If you are able to resist plunging into this comforter then perhaps you need this book even more than most. Matt is wise, thoughtful, inspiring and a very fine writer. Highly Recommended. Grady Harp, October 17

AND THEN I AM GONE, REVIEWED BY JAN PEREGRINE

Reviewed by Jan Peregrine

And Then I Am Gone: A Walk with Thoreau
by Mathias B. Freese
Wheatmark
Paperback: 126 pages, September 22, 2017, ISBN-13: 978-1627875387

Though I’m not a 76-year-old atheist of Jewish background (far from it), nor have I lived in urban New York, Nevada, or rural Alabama (the latter being the setting for his ‘latest philosophical musings) or appreciate Woody Allen’s deprecating humor, I feel a rather bittersweet kinship with Mathias B. Freese, author of And I Am Gone: A Walk With Thoreau. We share an understanding in many ways.

In the chaos of sharing a well-appointed cabin with his beloved, last wife, too often being irritated with home and Internet repair, increasing health concerns, and the unprofressionalism of hired labor, Freese describes his preferred style of being a professional, (retired) psychotherapist. While I’ve only created a psychoanalytic character mysteriously calling herself Dr. Freudine for over a decade, Freese and I believe in client-centered therapy where the therapist pays complete attention to his or her client and leaves notetaking until after the session ends. Such therapist puts down his overall, experiential-like impressions, which is what my Dr. Freudine did.

This is his second memoir, the first book of his I’ve read, and he expresses the hope that his invariably few readers may learn to see better, in an existential way.

I think Freese excels more in helping his readers to feel. As his own therapist has summed up Freese’s gift for humanity, to paraphrase, his therapeutic presence glories in being felt. He listens. He observes. Yes, he offers an ‘abundance of awareness.’

Not only do Freese and I concur on how a psychotherapist best engages with a client, but our approach to writing books also bisects. I too write to try to understand myself, indeed without outlines or a rigid plot structure. I daresay he would nod eagerly in understanding that your characters, given the chance, tell the story for you if you’ll listen to them, and in a more honest, exciting way.

You may call me an underground existentialist, Mr.
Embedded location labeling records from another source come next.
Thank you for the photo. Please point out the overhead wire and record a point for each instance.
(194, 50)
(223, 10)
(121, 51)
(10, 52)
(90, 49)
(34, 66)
Freese,. I see better through my fictitious characters’ eyes, and in the novel I’m writing the characters are struggling with their identities.

Other things in his book I can relate to include a profound disappointment and criticism of the shocking 2016 election for U.S. President (though he avoids praising Hillary Clinton, which I never would), an impatience and alienation with religion as I’m also an atheist, and a love of clever books and films.

I probably won’t face the specter of death for many decades, unlike Freese, and his preoccupation with death can be depressing. He has written an award-winning book about the Jewish Holocaust, but so many people today frustratingly choose to forget about the tragedy and to deny that they’ll one day die. I don’t deny that it happened or that I’ll die, but I wouldn’t care to read more about it. Maybe if I was much older, Jewish, and of a dark nature.

How I wish I too could walk in the woods as if with Henry David Thoreau!

Yes, you’re right that if an senior “at risk” citizen can do it, so could I, except that I must use a power scooter. Maybe you could for me, hmm?

Freese writes about not living for the answers to life, but living in the questions. He grieves that facing death, so largely about losing control of his life, is all that he’s left with in his cabin. Loving his wife and a visit by his son create some joy in his remaining days, but writing has become more elusive, even bewildering. Although he still hopes to write another reflective book.